Whitechapel is a sometimes sentimental, sometimes frightening look into the lives of some of the more "colorful" residents of London's East End.
Each customer of The Cable Street Pawnshop has a story; some were poor, some were rich and some killed to get the item they pawned.

You will be able to describe the customer, the item pawned , the amount of money lent on the item, the lender and ticket number whether they ever redeemed the item, and the story behind the item.
There are over 50 pages and 350 customers in the 1953 volume.
You do not need to peek a page, you do not have to know a page number, you do not look at the book.
As well as an independent stand alone effect, Whitechapel has been designed as a force book for all the female murder victims in Homicide U.K. (Also available here)
All of the female patrons of the Cable Street Pawnbroker Shoppe (circa 1953) are murder victims in the Homicide U.K. book (circa 1955)
They have been re-arranged on the pages of Whitechapel so that none of the female patrons of the Pawn shoppe book appear together on the same pages in the Homicide U.K. book.
This means that every female patron is an automatic "force" murder victim.
IMPORTANT: All the female customers in Whitechapel are murder victims in Homicide U.K., but not all the the Homicide U.K. female victims are in Whitechapel.
This means you must start with Whitechapel if you are going to combine the effects and do the murder revelation and bring in the Homicide U.S. book.
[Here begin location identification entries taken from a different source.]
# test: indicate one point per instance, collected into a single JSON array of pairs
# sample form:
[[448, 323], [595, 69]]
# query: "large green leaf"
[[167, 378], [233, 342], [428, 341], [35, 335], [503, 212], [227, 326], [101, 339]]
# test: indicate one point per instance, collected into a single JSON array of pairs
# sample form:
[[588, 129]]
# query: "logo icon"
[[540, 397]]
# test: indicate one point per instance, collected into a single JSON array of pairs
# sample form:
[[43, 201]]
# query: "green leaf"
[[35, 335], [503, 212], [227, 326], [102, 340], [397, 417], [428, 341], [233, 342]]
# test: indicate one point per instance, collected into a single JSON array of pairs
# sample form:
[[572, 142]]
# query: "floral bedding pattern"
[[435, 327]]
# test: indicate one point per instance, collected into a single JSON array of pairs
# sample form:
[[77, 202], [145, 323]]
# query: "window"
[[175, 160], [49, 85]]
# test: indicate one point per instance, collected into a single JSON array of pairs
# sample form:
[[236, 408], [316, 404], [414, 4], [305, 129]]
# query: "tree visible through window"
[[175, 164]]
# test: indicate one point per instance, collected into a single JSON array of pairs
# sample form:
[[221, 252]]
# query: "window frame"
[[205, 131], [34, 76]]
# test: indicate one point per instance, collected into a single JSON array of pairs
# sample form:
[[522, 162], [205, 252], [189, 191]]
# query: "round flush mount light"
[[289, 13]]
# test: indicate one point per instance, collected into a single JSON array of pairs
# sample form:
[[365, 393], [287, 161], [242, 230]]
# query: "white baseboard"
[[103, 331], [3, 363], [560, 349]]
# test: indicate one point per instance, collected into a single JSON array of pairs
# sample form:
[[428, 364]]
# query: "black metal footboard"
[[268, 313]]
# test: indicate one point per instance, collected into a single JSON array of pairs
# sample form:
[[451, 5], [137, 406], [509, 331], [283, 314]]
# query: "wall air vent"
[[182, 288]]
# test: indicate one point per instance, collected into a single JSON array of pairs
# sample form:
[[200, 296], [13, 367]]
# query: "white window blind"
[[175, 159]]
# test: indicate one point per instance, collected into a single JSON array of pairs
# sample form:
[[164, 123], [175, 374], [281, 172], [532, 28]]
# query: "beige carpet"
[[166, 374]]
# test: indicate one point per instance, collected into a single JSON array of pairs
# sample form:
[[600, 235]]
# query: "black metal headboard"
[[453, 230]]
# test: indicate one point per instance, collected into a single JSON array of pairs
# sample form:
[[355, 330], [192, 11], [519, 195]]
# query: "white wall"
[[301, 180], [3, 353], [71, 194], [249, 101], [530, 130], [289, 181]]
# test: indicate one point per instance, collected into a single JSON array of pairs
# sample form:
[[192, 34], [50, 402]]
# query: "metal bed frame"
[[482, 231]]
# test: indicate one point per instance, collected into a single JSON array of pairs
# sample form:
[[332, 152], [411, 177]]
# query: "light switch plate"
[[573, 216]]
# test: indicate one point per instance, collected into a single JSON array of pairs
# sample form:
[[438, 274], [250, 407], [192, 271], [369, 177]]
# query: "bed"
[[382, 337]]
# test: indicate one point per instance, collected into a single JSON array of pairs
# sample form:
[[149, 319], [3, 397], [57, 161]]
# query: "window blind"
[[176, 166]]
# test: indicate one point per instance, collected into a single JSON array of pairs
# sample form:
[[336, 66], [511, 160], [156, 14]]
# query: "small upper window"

This is the strongest presentation, and the method that is intended to be used if you are going to combine the books.
Briefly, as you are describing a patron of the pawnbrokers shop you suddenly stop and say " I've seen her before in another old book I have. I'm sure I have. She was murdered. She's in an old case book I have.
(Now you go ahead and completely describe the murder scenario.)
Remember, they havn't told you the name of the person or anything else, yet now you're not only able to disclose the pawnshop information, you can now take it much further and start describe the murder scene that occured years later!
It allows for the perfect segueway into the murder book!
Without ever asking the "patrons" name you can hand them Homicide U.K. and tell them "I believe she is in this book" and of course she is!
Remember the females in Whitechapel are not on the same pages as they are in the Homicide U.K. book so when they look at either book none of the names will coincide with each other. The result is the spec will have the impression both books contain completely different names.
To add to the fairness of the book, the male patrons ARE ALL DIFFERENT from the males in the Homicide U.K. book.
Homicide U.K. and Whitechapel are stand alone independent effects.